Chapter 7. Deploying second-tier Ceph storage on OpenStack

Using OpenStack director, you can deploy different Red Hat Ceph Storage performance tiers by adding new Ceph nodes dedicated to a specific tier in a Ceph cluster.

For example, you can add new object storage daemon (OSD) nodes with SSD drives to an existing Ceph cluster to create a Block Storage (cinder) backend exclusively for storing data on these nodes. A user creating a new Block Storage volume can then choose the desired performance tier: either HDDs or the new SSDs.

This type of deployment requires Red Hat OpenStack Platform director to pass a customized CRUSH map to ceph-ansible. The CRUSH map allows you to split OSD nodes based on disk performance, but you can also use this feature for mapping physical infrastructure layout.

The following sections demonstrate how to deploy four nodes where two of the nodes use SSDs and the other two use HDDs. The example is kept simple to communicate a repeatable pattern. However, a production deployment should use more nodes and more OSDs to be supported as per the Red Hat Ceph Storage hardware selection guide.

7.1. Create a CRUSH map

The CRUSH map allows you to put OSD nodes into a CRUSH root. By default, a “default” root is created and all OSD nodes are included in it.

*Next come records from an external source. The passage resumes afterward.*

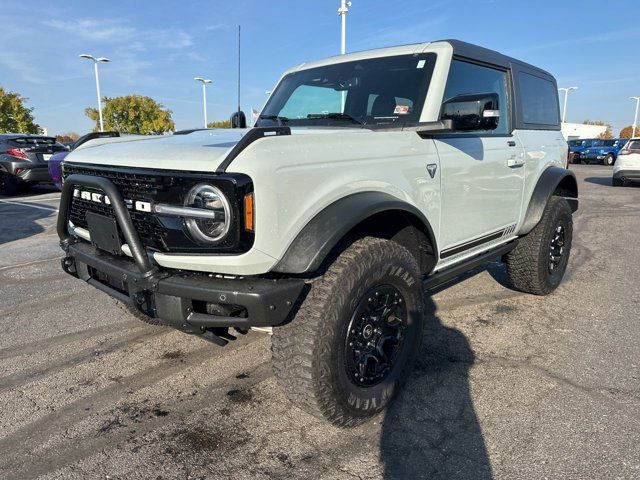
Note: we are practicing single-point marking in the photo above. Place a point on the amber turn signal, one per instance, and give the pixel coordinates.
(249, 220)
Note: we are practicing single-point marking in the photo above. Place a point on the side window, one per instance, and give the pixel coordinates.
(468, 78)
(539, 99)
(311, 99)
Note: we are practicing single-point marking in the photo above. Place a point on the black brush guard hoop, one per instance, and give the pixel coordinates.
(119, 210)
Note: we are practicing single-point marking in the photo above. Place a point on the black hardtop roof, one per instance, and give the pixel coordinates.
(475, 52)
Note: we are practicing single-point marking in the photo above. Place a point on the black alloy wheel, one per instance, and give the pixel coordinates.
(375, 335)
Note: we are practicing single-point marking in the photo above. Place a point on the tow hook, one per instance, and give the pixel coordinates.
(69, 266)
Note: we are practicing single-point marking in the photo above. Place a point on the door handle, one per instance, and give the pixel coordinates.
(515, 162)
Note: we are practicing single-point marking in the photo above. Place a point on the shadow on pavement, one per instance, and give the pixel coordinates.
(431, 430)
(18, 221)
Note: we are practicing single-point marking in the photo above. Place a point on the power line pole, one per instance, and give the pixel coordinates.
(204, 82)
(342, 11)
(95, 69)
(635, 118)
(239, 74)
(566, 96)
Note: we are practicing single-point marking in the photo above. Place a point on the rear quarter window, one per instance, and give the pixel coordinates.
(539, 100)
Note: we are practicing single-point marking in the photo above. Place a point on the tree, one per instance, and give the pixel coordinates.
(219, 124)
(15, 117)
(606, 134)
(133, 114)
(627, 132)
(67, 137)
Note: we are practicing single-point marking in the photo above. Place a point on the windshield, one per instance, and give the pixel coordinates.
(633, 145)
(378, 91)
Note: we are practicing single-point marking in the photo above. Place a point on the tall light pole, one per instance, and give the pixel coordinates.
(566, 96)
(342, 11)
(95, 69)
(635, 118)
(204, 82)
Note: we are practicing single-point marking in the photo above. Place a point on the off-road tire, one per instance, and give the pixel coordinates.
(528, 263)
(8, 184)
(309, 353)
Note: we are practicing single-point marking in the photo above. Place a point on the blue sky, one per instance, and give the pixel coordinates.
(158, 47)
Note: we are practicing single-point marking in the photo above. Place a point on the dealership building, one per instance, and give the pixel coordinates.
(575, 131)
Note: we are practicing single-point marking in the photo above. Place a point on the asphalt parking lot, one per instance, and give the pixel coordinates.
(508, 385)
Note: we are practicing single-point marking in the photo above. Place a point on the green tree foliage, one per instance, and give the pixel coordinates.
(626, 132)
(220, 124)
(133, 114)
(608, 133)
(15, 117)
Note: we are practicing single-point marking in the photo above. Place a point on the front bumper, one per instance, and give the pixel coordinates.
(182, 300)
(189, 301)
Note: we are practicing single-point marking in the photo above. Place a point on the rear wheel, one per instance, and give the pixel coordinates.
(539, 261)
(355, 337)
(8, 184)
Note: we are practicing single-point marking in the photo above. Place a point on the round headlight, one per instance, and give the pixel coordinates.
(216, 219)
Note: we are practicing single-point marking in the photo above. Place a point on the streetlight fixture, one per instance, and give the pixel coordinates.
(95, 69)
(204, 82)
(566, 96)
(342, 11)
(635, 118)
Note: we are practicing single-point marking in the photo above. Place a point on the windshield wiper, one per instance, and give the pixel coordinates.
(280, 119)
(336, 116)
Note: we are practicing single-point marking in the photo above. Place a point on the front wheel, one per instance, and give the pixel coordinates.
(355, 337)
(539, 261)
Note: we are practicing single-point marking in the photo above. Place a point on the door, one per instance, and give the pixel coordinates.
(482, 172)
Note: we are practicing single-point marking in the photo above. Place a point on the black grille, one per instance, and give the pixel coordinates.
(132, 186)
(162, 232)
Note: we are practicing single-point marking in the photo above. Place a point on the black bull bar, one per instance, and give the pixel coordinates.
(165, 294)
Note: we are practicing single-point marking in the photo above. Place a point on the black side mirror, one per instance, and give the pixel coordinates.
(472, 111)
(238, 120)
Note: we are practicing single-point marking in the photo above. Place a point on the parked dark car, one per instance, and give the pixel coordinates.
(24, 160)
(55, 164)
(603, 151)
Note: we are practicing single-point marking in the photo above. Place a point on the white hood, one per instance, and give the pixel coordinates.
(199, 151)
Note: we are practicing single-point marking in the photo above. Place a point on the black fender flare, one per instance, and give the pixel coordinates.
(323, 232)
(548, 183)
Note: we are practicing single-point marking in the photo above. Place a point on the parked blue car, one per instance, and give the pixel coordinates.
(55, 163)
(603, 151)
(576, 147)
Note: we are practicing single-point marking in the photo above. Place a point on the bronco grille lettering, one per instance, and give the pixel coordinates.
(103, 199)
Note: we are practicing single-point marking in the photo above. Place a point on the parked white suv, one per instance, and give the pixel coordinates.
(627, 166)
(369, 178)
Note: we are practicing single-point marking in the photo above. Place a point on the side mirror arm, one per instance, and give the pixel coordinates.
(426, 129)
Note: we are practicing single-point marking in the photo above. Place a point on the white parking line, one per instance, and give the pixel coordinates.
(7, 267)
(27, 204)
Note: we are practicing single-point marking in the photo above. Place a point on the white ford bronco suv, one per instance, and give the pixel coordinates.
(368, 179)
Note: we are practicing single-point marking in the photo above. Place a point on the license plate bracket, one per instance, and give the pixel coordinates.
(104, 233)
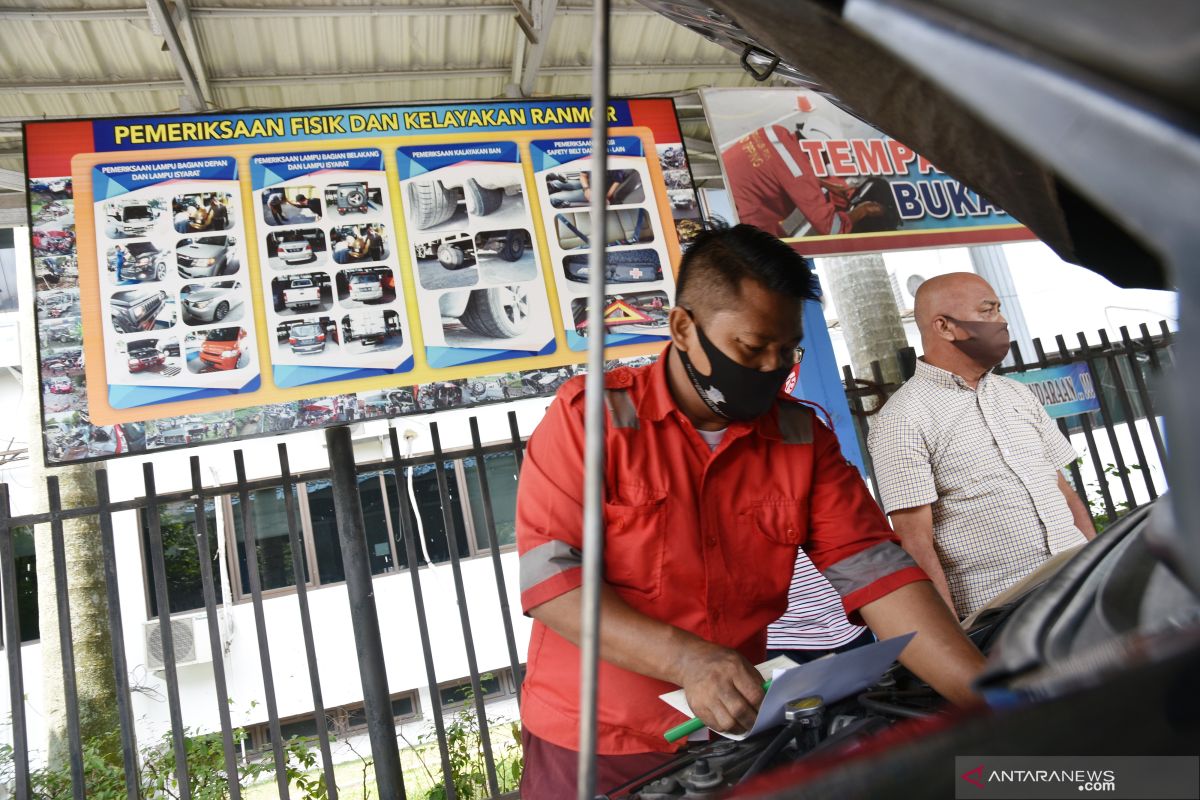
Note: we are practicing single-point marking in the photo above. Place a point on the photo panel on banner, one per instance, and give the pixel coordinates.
(175, 300)
(639, 281)
(479, 278)
(799, 167)
(329, 266)
(381, 260)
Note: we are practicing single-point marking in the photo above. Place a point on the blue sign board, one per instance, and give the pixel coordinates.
(1065, 390)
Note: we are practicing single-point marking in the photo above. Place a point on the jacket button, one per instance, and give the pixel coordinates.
(618, 379)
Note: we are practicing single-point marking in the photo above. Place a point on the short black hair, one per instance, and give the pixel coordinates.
(712, 270)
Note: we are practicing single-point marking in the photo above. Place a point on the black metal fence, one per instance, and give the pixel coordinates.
(1125, 376)
(149, 505)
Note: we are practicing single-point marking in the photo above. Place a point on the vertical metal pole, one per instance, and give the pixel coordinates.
(423, 624)
(1107, 413)
(485, 738)
(364, 617)
(117, 627)
(250, 537)
(1127, 409)
(216, 647)
(70, 693)
(485, 494)
(594, 413)
(862, 427)
(12, 651)
(517, 445)
(159, 569)
(310, 648)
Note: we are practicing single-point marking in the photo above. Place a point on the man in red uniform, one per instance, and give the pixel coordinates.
(774, 187)
(713, 480)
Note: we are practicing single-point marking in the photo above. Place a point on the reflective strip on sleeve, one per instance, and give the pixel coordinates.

Inside a given root, you define the physical topology, rack, rooms, and so forth, and then place the OSD nodes in the desired hierarchy (or bucket). By default, no physical topology is defined; a flat design is assumed as if all nodes are in the same rack.

two tier crush map

See Crush Administration in the Storage Strategies Guide for details about creating a custom CRUSH map.

7.2. Mapping the OSDs

Complete the following step to map the OSDs.

Procedure

  1. Declare the OSDs/journal mapping:

    parameter_defaults:
      CephAnsibleDisksConfig:
       devices:
       - /dev/sda
       - /dev/sdb
       dedicated_devices:
       - /dev/sdc
       - /dev/sdc
       osd_scenario: non-collocated
       journal_size: 8192

7.3. Setting the replication factor

Complete the following step to set the replication factor.

Note

This is normally supported only for full SSD deployment. See Red Hat Ceph Storage: Supported configurations.

Procedure

  1. Set the default replication factor to two. This example splits four nodes into two different roots.

    parameter_defaults:
      CephPoolDefaultSize: 2
Note

If you upgrade a deployment that uses gnocchi as the backend, you might encounter deployment timeout. To prevent this timeout, use the following CephPool definition to customize the gnocchi pool:

parameter_defaults
    CephPools:  {"name": metrics, "pg_num": 128, "pgp_num": 128, "size": 1}

7.4. Defining the CRUSH hierarchy

Director provides the data for the CRUSH hierarchy, but ceph-ansible actually passes that data by getting the CRUSH mapping through the Ansible inventory file. Unless you keep the default root, you must specify the location of the root for each node.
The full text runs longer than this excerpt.